Saving the Jordan Home


  • April 9, 2014
  • /   Reggie Dogan
  • /   community-dashboard

A group of concerned citizens wants to turn a house back into a home.

The Ella Jordan Home, once a gathering place for a host of community activities in the early 1900s near the Belmont-DeVilliers neighborhood, has fallen to disrepair as a result of neglect and hurricane damage.

The plan is to preserve the legacy and life of Ella Jordan by restoring the house to its elegance and importance in the historic neighborhood.

A “Campaign to Save the Historical Ella Jordan Home” will be hosted at 5 p.m. Saturday at Booker T. Washington High School’s Theodore Auditorium, 6000 College Parkway.

Keynote speaker is Faya Ora Rose Toure, a Harvard-educated civil rights activist and litigation attorney in Selma, Ala.

Toure, formerly named Rose Sanders, was the first African-American female judge in Alabama. She was part of the winning team in a civil rights case that led to a billion dollars in damages awarded to black farmers by the U.S Department of Agriculture, one of the largest civil rights cases in history.

Also a songwriter, playwright and education activist, Toure is an ideal person to raise awareness and bring attention to the efforts to save the Ella Jordan Home.

Jordan, the first president of Pensacola Federation of Colored Women’s Clubs, owned the house until she died in 1948.

Federation members bought the house, on the corner of LaRua and C streets, in 1959 and named it after Jordan. It became a gathering spot for social and educational activities for the African-American community in the what's commonly called today the Westside Garden District.

In 2004, Hurricane Ivan nearly destroyed the dilapidated remains of the historic house.

Once a neighborhood cornerstone, the house is barely standing and in desperate need of repair and restoration.

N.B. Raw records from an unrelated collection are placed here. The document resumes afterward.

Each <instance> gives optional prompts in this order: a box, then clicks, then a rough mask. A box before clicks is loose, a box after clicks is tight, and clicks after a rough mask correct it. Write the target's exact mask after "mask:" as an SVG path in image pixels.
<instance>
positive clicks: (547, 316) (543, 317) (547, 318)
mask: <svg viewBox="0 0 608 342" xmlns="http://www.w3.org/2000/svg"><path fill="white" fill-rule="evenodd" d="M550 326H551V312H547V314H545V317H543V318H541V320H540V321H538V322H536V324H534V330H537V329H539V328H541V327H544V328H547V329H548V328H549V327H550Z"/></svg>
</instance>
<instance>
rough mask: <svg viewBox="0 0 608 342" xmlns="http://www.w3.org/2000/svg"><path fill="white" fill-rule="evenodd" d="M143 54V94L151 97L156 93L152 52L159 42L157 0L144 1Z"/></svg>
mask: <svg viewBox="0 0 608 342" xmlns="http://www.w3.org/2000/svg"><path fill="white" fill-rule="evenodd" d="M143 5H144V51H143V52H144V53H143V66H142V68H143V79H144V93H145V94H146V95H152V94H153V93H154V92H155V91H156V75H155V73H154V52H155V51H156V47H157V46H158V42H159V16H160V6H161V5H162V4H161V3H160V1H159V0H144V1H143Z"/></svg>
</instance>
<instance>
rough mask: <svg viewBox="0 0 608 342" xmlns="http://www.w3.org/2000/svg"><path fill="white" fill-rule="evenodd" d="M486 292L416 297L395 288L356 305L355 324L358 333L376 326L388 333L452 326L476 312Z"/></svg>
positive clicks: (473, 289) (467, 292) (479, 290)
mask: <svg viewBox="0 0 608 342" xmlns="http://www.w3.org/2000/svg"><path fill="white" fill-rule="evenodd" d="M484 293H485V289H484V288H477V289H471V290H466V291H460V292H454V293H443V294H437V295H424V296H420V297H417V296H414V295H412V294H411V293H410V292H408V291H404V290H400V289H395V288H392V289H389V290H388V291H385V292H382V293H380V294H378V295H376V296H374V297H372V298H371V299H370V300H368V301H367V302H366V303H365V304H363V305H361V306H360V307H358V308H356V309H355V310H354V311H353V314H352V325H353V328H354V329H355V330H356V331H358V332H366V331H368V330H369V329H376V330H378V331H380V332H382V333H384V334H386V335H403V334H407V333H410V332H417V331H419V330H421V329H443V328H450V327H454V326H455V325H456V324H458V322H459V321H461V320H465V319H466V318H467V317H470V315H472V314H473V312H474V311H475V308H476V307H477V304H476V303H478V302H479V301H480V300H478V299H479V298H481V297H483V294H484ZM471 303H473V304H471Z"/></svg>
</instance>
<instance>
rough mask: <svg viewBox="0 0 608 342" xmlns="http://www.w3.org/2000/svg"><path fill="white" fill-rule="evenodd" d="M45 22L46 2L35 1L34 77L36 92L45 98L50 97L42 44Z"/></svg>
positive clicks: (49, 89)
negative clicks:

Windows and doors are boarded. The heavily damaged roof is covered with a blue tarp.

Members of the community, along with Mother Wit Institute, a nonprofit group dedicated to educating young people and preserving African-American history, have joined together to save revitalize the landmark.

Georgia Blackmon, founding member of Mother Wit Institute, said it would be a shame to lose this significant piece of Pensacola history.

Blackmon said activities at the Jordan Home focused on important issues such as health and wellness, economics, education and tutoring.

“It’s worth saving because of what she did in the 1900s through providing and teaching life skills,” Blackmon said. “We need to keep her legacy alive for the next generation and even the unborn.”